Suppose we wanted to see the means and standard deviations of mpg
within different levels of the cyl
variable of mtcars
.
As the data set is given, cyl
is a numeric variable, and we could
loop over a vector of unique numeric values
cylvals <- unique(mtcars$cyl)
cylvals
[1] 6 4 8
The value order here doesn’t matter for running a for
loop, but
we do need to pay attention in order to properly interpret our results!
And these values would not be convenient for indexing a results table.
We could also coerce cyl
to a factor, since that is how we are
using it in this analysis.
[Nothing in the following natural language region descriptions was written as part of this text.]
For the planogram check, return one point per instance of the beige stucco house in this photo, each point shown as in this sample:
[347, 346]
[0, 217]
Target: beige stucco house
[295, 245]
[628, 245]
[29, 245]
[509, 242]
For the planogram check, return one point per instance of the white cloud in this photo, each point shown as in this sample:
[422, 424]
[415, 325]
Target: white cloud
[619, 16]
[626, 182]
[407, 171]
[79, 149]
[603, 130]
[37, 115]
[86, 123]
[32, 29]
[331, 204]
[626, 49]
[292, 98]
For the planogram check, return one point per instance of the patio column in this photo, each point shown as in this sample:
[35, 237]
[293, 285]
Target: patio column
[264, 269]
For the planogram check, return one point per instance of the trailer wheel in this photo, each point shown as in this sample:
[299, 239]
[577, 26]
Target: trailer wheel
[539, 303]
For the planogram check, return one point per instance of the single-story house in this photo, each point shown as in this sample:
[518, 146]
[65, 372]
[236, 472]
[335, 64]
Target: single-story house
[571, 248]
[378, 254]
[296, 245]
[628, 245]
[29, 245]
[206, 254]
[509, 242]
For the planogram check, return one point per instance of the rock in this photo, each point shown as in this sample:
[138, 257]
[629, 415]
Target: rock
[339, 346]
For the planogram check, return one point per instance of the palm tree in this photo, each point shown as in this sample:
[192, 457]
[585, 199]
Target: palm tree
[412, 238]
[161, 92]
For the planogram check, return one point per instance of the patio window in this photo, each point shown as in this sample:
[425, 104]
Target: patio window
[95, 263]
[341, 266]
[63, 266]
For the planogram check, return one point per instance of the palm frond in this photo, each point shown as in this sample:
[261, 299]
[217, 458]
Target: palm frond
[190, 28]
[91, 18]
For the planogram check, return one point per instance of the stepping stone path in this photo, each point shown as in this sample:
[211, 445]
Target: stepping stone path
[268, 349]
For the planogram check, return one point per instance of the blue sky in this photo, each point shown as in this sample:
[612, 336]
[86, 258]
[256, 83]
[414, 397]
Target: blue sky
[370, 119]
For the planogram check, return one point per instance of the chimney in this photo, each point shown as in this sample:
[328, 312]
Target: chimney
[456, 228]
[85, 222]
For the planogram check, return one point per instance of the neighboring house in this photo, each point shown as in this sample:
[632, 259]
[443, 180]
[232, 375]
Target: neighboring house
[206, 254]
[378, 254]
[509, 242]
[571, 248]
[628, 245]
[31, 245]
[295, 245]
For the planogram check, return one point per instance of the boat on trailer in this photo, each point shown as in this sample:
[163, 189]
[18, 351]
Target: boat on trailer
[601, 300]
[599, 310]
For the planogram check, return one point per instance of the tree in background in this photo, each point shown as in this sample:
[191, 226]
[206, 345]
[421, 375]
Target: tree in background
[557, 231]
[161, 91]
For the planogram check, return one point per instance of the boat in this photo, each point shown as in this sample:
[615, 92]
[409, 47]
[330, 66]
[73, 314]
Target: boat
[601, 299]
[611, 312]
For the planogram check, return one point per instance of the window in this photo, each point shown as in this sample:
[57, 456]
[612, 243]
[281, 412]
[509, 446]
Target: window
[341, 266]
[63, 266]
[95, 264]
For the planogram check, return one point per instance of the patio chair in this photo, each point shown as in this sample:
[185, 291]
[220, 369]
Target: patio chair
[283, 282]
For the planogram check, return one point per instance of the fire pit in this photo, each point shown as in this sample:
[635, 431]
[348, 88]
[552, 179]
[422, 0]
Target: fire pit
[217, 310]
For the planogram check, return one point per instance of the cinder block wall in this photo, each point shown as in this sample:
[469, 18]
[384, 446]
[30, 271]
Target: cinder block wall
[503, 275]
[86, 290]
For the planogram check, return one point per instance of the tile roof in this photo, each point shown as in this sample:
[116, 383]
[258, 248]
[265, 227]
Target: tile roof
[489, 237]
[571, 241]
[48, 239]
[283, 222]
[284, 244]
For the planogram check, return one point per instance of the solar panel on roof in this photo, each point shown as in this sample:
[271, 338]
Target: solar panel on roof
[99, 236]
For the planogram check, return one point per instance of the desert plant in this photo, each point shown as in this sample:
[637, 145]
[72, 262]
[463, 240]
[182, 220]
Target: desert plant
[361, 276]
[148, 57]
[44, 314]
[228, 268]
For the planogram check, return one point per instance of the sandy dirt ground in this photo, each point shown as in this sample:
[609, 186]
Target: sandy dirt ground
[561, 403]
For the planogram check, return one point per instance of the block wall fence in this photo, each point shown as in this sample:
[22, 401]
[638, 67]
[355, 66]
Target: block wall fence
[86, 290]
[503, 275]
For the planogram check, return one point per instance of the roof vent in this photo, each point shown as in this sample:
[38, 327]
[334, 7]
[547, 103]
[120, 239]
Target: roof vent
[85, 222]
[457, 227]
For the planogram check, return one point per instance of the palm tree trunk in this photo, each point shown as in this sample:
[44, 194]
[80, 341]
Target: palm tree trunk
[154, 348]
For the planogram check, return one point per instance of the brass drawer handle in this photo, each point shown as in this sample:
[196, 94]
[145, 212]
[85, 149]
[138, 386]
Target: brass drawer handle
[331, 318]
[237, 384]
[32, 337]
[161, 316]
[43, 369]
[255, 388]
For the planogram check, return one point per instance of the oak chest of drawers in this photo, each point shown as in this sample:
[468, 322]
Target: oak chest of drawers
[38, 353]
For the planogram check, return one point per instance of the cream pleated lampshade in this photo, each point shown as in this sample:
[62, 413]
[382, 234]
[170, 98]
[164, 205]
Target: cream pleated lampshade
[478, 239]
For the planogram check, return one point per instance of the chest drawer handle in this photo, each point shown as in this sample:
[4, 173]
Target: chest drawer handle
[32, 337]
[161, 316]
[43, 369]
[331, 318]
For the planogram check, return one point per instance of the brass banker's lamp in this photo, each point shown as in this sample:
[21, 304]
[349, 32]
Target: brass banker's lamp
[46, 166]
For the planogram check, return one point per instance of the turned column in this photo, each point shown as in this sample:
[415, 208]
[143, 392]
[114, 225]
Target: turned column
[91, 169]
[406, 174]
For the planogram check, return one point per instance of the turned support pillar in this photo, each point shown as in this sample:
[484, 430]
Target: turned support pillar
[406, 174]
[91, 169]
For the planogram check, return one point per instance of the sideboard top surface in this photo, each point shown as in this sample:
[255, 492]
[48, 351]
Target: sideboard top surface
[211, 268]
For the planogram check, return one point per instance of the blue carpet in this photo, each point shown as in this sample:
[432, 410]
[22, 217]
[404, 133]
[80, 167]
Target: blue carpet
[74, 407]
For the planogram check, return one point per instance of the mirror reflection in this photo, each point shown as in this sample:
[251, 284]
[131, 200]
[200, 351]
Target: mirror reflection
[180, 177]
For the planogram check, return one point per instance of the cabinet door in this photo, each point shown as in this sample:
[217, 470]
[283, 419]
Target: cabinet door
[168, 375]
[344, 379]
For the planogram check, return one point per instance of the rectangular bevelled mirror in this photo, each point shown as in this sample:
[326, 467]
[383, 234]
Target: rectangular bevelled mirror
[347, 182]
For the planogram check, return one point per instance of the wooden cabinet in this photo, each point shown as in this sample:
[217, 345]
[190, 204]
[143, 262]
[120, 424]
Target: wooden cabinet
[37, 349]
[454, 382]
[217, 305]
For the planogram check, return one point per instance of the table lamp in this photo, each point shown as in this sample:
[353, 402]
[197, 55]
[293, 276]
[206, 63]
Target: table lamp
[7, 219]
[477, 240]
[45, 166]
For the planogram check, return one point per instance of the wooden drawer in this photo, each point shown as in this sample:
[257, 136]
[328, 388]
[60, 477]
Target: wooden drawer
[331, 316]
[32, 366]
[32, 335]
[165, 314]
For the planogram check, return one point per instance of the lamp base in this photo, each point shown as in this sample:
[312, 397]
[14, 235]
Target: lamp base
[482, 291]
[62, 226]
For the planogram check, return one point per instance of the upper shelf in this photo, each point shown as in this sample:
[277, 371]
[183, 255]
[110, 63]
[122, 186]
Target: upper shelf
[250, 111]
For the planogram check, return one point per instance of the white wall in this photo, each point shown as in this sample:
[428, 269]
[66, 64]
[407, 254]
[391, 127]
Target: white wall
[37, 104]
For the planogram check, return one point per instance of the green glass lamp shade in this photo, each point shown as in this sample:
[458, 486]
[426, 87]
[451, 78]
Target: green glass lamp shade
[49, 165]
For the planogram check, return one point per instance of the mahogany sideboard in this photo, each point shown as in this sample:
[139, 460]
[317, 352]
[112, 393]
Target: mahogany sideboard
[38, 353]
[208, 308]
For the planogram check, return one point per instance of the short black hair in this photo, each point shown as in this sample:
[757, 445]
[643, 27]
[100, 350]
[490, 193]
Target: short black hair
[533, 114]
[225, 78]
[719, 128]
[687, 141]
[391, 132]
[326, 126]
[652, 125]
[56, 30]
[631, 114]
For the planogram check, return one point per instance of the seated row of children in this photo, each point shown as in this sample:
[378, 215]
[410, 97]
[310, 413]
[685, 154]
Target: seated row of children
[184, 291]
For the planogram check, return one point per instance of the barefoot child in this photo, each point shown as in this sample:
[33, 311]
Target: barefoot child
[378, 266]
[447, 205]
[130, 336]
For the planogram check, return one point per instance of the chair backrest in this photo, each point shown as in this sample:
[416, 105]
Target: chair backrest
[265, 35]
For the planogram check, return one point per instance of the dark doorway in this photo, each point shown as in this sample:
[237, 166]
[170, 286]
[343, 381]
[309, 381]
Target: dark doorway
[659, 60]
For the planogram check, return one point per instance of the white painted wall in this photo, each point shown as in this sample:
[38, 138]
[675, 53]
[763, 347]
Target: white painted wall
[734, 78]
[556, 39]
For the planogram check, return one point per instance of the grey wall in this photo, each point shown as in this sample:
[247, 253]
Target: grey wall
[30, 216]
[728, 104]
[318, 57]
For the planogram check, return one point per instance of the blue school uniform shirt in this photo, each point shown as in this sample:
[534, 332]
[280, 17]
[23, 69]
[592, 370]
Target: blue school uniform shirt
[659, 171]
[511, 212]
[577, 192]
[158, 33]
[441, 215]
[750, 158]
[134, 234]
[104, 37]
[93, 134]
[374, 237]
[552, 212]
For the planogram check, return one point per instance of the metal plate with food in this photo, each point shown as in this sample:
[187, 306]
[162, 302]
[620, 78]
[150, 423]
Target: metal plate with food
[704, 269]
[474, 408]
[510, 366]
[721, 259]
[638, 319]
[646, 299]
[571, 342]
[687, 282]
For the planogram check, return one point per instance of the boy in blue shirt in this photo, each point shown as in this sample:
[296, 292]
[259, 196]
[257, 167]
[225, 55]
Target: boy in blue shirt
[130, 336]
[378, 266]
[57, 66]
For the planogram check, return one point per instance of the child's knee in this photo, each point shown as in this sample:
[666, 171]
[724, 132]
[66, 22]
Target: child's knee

Then we could loop over the levels
of the factor.
cars <- mtcars
cars$cyl <- factor(mtcars$cyl)
cyllevels <- levels(cars$cyl)
cyllevels
[1] "4" "6" "8"
Here, keep in mind that these levels are value labels, not numbers!
cyltable <- matrix(NA, nrow=nlevels(cars$cyl), ncol=2)
# dimnames() print more nicely than rownames() and colnames()
dimnames(cyltable) <- list(cyls=cyllevels, stats=c("mean", "sd"))
for (i in cyllevels) {
v <- cars$mpg[cars$cyl==i]
cyltable[i, "mean"] <- mean(v)
cyltable[i, "sd"] <- sd(v)
}
cyltable
stats
cyls mean sd
4 26.66364 4.509828
6 19.74286 1.453567
8 15.10000 2.560048
1.4 Loop over parameter values
We are not limited to sequences of integers, nor do the numbers have to represent column positions. The sequence can be any arbitrary vector, in any arbitrary order.
Suppose we wanted to simulate random samples of various sizes in order to better understand how the standard error of the mean behaves.
for (n in c(5, 10, 50, 100, 500, 1000)) {
cat(n, "\n") # use cat() instead of print() for simpler output
cat(sd(rnorm(n)/sqrt(n)), "\n")
cat("\n")
}
5
0.3710791
10
0.2181523
50
0.1489542
100
0.09735525
500
0.0420442
1000
0.03186828
While this example gives us the general idea that bigger samples yield smaller standard errors, we should really replicate these samples many times. For this we can use a loop within a loop.
samples <- c(5, 10, 50, 100, 500, 1000)
reps <- 200
results <- matrix(NA, ncol=length(samples), nrow=reps,
dimnames=list(rep=1:reps,
size=samples))
for (n in samples) {
for (r in 1:reps){
results[r, as.character(n)] <- (sd(rnorm(n))/sqrt(n))
}
}
colMeans(results)
5 10 50 100 500 1000
0.41996018 0.30445001 0.14096484 0.10018702 0.04454776 0.03158740
And we might notice that a 100-fold increase in sample size gives us an extra decimal place of precision in our estimates.
1.5 Loop over data objects
Our sequence does not have to be a vector. Lists are also ordered objects, so it is possible to loop over the items in a list. Understood as a list, a data frame is a list of vectors. So our standard deviation problem could be approached by
cars <- mtcars[, 1:4]
for (i in cars) {
print(sd(i))
}
[1] 6.026948
[1] 1.785922
[1] 123.9387
[1] 68.56287
This gives us very clean and simple code. However, this leaves us without a convenient index for collecting results - this technique is most useful when we aren’t saving results as a single data object.